Note: This example uses Protelis version 0.1.0, while current version is 13.1.0-dev0f+6aed1deb. As such, the provided code might not work with newer releases.

This example has been presented in the paper:

Protelis: Practical Aggregate Programming by Danilo Pianini, Mirko Viroli, and Jacob Beal; published in the Proceedings of the 30th Annual ACM Symposium on Applied Computing, April 2015

Network services management

A common problem in managing enterprise services is a failure in one or more services can cause the overall system to get wedged, due to many dependences between different services and server. After such a failure cascade, the network can only become fully functional by restarting the servers and services in the correct order. Network services management can coordinate the order of shutdown and restarts.

Using Protelis and the principles of aggregate programming, it is straightforward to write a daemon to monitor each service and communicate with other services to execute a coordinated shutdown and restart. We illustrate how dependency-directed coordination can be implemented with very little code.

Dependent Service Network

This example scenario features an enterprise network for a small company, with dependencies between two key databases and the internal and external servers running web applications. The scenario was implemented on a network of EmuLab servers, with the services emulated as simple query-response networking programs in Java that entered a “hung” state either by being externally triggered to crash or after their queries began to consistently fail.
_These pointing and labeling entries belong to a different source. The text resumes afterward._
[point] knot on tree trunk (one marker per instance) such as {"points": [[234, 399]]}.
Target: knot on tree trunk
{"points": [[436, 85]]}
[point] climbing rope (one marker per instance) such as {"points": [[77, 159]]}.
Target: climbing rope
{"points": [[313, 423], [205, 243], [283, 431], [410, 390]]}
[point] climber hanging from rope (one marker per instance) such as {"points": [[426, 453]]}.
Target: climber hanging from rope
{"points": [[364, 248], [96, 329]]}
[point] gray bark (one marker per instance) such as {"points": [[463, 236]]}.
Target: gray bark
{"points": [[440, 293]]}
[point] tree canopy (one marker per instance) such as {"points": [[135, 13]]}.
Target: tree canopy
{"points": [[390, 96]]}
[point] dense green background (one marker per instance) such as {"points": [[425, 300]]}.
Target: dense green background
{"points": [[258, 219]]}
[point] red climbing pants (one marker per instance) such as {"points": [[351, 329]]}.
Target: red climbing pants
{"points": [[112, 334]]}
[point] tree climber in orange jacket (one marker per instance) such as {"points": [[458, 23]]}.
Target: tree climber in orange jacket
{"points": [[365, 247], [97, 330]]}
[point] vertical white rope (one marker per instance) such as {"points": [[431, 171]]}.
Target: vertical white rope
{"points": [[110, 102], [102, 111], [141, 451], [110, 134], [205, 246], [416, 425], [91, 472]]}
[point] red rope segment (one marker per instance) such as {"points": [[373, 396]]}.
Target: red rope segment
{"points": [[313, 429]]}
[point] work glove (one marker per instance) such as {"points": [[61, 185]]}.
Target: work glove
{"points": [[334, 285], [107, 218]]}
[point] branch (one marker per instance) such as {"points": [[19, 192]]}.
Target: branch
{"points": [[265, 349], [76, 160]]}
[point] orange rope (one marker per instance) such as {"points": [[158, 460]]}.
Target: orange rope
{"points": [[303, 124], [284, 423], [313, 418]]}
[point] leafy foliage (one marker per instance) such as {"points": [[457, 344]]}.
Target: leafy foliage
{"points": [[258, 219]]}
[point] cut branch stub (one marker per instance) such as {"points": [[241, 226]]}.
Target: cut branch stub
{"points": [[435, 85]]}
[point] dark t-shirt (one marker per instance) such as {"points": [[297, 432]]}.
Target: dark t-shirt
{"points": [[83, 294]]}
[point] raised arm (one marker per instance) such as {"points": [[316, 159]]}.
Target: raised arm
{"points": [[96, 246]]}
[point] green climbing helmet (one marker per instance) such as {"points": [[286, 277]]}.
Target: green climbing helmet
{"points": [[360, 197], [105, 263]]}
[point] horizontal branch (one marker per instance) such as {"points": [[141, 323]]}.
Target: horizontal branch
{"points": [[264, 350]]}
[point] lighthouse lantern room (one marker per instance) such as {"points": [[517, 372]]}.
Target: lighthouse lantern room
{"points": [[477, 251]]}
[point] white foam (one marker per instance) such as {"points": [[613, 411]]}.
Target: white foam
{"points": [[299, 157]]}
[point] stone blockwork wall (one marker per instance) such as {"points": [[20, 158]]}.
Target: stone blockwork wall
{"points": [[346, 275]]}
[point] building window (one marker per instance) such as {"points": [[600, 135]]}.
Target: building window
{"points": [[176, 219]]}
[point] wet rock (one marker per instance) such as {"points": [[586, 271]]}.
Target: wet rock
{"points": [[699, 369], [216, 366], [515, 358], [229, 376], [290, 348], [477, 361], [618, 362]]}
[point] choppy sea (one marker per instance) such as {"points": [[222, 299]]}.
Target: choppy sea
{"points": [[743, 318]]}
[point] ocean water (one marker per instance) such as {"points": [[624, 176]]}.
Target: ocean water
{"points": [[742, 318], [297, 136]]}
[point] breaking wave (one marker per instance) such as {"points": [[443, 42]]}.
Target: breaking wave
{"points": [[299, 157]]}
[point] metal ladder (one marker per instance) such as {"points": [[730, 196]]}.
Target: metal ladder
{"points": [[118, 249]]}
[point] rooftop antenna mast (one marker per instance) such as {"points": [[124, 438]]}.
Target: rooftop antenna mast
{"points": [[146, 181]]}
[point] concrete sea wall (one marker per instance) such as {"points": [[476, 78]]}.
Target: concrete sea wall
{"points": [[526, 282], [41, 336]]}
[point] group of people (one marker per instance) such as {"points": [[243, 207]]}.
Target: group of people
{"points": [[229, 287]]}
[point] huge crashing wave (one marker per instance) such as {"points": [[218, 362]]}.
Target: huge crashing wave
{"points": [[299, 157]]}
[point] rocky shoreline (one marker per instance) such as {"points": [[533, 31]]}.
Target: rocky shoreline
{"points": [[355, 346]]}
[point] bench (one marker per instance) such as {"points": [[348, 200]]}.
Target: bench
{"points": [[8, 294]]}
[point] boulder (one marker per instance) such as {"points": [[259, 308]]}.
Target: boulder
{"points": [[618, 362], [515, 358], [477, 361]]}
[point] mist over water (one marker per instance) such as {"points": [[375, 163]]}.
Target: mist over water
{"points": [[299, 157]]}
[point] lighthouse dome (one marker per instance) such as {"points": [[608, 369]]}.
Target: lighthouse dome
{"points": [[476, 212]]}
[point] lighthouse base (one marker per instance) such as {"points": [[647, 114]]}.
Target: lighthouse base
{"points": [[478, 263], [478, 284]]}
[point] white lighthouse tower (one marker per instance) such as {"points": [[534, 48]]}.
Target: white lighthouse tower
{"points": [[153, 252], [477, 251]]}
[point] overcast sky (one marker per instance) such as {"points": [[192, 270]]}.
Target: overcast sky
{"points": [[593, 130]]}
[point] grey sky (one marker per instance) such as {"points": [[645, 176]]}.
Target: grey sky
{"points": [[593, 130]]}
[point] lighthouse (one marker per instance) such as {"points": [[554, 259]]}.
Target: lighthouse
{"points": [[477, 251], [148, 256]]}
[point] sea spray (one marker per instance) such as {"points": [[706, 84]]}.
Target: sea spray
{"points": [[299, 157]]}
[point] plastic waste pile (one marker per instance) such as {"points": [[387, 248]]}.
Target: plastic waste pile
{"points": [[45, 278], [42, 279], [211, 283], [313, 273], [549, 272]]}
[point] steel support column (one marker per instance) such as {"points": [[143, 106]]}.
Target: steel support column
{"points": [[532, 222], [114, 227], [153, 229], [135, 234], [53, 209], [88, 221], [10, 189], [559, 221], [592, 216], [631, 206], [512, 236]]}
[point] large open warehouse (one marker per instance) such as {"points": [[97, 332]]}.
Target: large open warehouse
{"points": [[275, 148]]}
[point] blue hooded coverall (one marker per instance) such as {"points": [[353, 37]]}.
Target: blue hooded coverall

Each service was wrapped with an embedded Protelis execution engine, which was interfaced with the services by a small piece of monitoring glue code that inserted environment variables containing an indentifier for the serviceID running on that server, a tuple of identifier for dependencies, and the current managedServiceStatus of stop, starting, run, stopping, or hung. The glue code also provided stopService and startService methods to send signals to the service, track interactions between the services in order to maintain the set of neighbors for Protelis, and allowed an external monitoring applications to attach and receive status reports.

Distributed Restart

In this screenshot of the emulated network of services on machines, we see that the supplies database has crashed, triggering a graceful shutdown cascade of dependent services. Upon restart of the supplies database, the rest of the services would automatically restart in the correct order, if each service was running the following Protelis network management code.

These variables track the services that should be reachable (nbr_set), the services that are needed but are not reachable (nbr_missing), the services that are required due to dependencies (nbr_required), and the nearby services that are down (nbr_down).

let nbr_set = unionHood(nbr([serviceID]));
let nbr_missing = dependencies.subtract(nbr_set);
let nbr_required = #contains(dependencies, nbr(serviceID));
let nbr_down = nbr(managedServiceStatus == "hung" || managedServiceStatus == "stop");

The variable problem tracks whether this service is currently safe to run.

let problem = anyHood(nbr_down && nbr_required) || !nbr_missing.isEmpty();

This code takes this service down or up, depending on if it is safe to run.

if(managedServiceStatus == "run" && problem) {
  #stopProcess(managedService);
} else  {
  if(managedServiceStatus == "stop" && !problem) {
    #startProcess(managedService);
  } else  {
    managedServiceStatus;
  }
}